Question

sketch a graph of $f(x)=|x + 2|-2$. before sketching the graph, determine where the function has its minimum or maximum value so you can place your first point there.
the zeros of the function are at the values
the x - intercept(s) are at the points
the y - intercept is at the point

Explanation:

Step1: Find zeros of the function

To find the zeros, set \( f(x) = 0 \), so \( |x + 2| - 2 = 0 \).
Adding 2 to both sides: \( |x + 2| = 2 \).
This gives two cases:
Case 1: \( x + 2 = 2 \), then \( x = 2 - 2 = 0 \).
Case 2: \( x + 2 = -2 \), then \( x = -2 - 2 = -4 \).
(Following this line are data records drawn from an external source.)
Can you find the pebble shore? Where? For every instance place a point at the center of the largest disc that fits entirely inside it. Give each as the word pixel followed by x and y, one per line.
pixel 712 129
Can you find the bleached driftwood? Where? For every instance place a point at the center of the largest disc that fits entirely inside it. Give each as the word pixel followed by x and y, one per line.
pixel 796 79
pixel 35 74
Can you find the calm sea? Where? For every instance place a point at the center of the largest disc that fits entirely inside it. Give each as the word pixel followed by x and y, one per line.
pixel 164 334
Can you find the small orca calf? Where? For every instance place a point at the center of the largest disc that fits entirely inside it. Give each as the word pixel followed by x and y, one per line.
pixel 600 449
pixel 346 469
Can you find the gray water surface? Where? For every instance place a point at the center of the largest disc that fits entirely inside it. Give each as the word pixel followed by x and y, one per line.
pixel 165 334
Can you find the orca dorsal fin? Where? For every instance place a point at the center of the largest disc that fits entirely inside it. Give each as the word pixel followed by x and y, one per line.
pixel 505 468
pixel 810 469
Step2: Find x - intercepts

The x - intercepts are the points where \( y = 0 \), which are the same as the zeros. So the x - intercepts are at \( x=-4 \) and \( x = 0 \), so the points are \( (-4,0) \) and \( (0,0) \).

Step3: Find y - intercept

To find the y - intercept, set \( x = 0 \) in \( f(x) \).
\( f(0)=|0 + 2|-2=|2|-2 = 2 - 2=0 \). So the y - intercept is at the point \( (0,0) \).

Answer:

s:

• The zeros of the function are at the values \( x=-4 \) and \( x = 0 \).
• The x - intercept(s) are at the points \( (-4,0) \) and \( (0,0) \).
• The y - intercept is at the point \( (0,0) \).